S Privacidade: 1 Meio Processual: REVISTA Decisão: CONCEDIDA A REVISTA Sumário : 1.Intentada acção de reivindicação de um prédio rústico, provando-se nela , por via da presunção não ilidida do art. 7º do CRP, o direito de propriedade do reivindicante e constando do processo documentos autênticos - escritura de compra e venda e alvará de loteamento – que definem a área do prédio reivindicado, a entrega da totalidade do prédio ao reivindicante só pode ser obstada com base em qualquer relação obrigacional ou real que legitime a recusa de restituição do imóvel por parte do demandado.

  1. Oposta à pretensão do reivindicante contra-direito, fundado em invocada acessão industrial imobiliária, o pedido reconvencional deduzido só pode proceder se, para além do preenchimento dos requisitos especificamente previstos no CC, a aquisição potestativa originária da propriedade, potenciada pelo instituto da acessão, não implicar violação de normas imperativas, reguladoras da edificação e do ordenamento do território, as quais, visando proteger interesses de ordem pública, constitucionalmente consagrados, vinculam o Estado e, obviamente, também os Tribunais.

  2. Não pode considerar-se verificada a aquisição por acessão do direito de propriedade sobre uma parcela de prédio alheio, envolvendo aquisição de áreas diferentes dos lotes, tal como estes se mostram definidos em alvará de loteamento, sem que dos autos conste a prova, a produzir pelos réus por se tratar de elemento constitutivo do direito de que se arrogam, de que a alteração dos lotes é lícita face às normas imperativas que regem o procedimento e a execução do loteamento.
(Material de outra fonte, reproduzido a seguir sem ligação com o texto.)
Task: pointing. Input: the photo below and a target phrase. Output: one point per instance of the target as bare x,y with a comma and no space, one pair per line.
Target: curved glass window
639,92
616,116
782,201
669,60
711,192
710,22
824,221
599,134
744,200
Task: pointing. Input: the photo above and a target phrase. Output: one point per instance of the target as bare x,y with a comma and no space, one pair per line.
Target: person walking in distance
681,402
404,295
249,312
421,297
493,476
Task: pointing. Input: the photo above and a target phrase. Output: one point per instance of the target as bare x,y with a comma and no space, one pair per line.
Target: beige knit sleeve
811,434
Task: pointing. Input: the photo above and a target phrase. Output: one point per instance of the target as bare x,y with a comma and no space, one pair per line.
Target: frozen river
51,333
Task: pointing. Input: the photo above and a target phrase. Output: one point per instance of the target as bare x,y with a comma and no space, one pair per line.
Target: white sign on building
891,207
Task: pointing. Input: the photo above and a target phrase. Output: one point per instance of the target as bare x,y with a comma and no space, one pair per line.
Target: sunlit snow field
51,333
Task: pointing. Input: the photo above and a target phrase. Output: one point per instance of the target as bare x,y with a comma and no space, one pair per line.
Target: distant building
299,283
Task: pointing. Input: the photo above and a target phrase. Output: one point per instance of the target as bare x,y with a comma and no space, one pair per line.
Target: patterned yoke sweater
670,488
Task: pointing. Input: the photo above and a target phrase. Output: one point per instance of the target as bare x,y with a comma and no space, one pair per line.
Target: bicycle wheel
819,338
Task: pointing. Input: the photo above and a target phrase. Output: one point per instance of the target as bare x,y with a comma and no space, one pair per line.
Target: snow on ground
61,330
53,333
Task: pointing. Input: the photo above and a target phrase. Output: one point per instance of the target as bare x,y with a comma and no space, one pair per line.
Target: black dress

    Decisão Texto Integral: Acordam no Supremo Tribunal de Justiça: 1.AA e BB intentaram acção de reivindicação, processada na forma ordinária, contra os réus CC e marido, DD, EE e FF e mulher, GG, pedindo o reconhecimento da propriedade do prédio rústico que identificam e a condenação dos réus a restituírem as parcelas de terreno que ocupam, integrantes do referido prédio, adquirido pelos AA., livres e desocupadas de quaisquer construções.

    Todos os RR. contestaram, invocando, nomeadamente que, quando adquiriram os respectivos lotes ao anterior proprietário, já estes se encontravam fisicamente delimitados nas suas confrontações actuais, tendo a ocupação parcial do prédio reivindicado sido autorizada pela sociedade que procedera ao loteamento – pelo que esta ( cuja intervenção acessória foi requerida ) não poderia ter ulteriormente transmitido ao património dos AA. o direito de propriedade sobre as parcelas reivindicadas; deduziram ainda a 2ª e os 3ºsRR. pedido reconvencional, fundado na aquisição por acessão industrial imobiliária das parcelas por eles detidas .

    Seguiram-se os demais articulados, em que as partes reiteraram as suas posições sobre a matéria em litígio, e – após saneamento e condensação do processo – teve lugar a audiência final, sendo proferida sentença a julgar a acção parcialmente procedente, reconhecendo aos AA. o direito de propriedade sobre o prédio reivindicado, absolvendo os RR. dos demais pedidos e julgando procedentes os pedidos reconvencionais, reconhecendo às partes que os formularam o direito a adquirirem por acessão as parcelas detidas, mediante pagamento do respectivo valor, apurado nos autos.

    Inconformados, apelaram os AA. para a Relação de Coimbra que julgou o recurso improcedente, confirmando a decisão recorrida.

  3. É desta decisão que vem interposto o presente recurso de revista, que os recorrentes encerram com as seguintes conclusões: 1 - A decisão de que mais uma vez se recorre não só é surpreendente, como deveres injusta.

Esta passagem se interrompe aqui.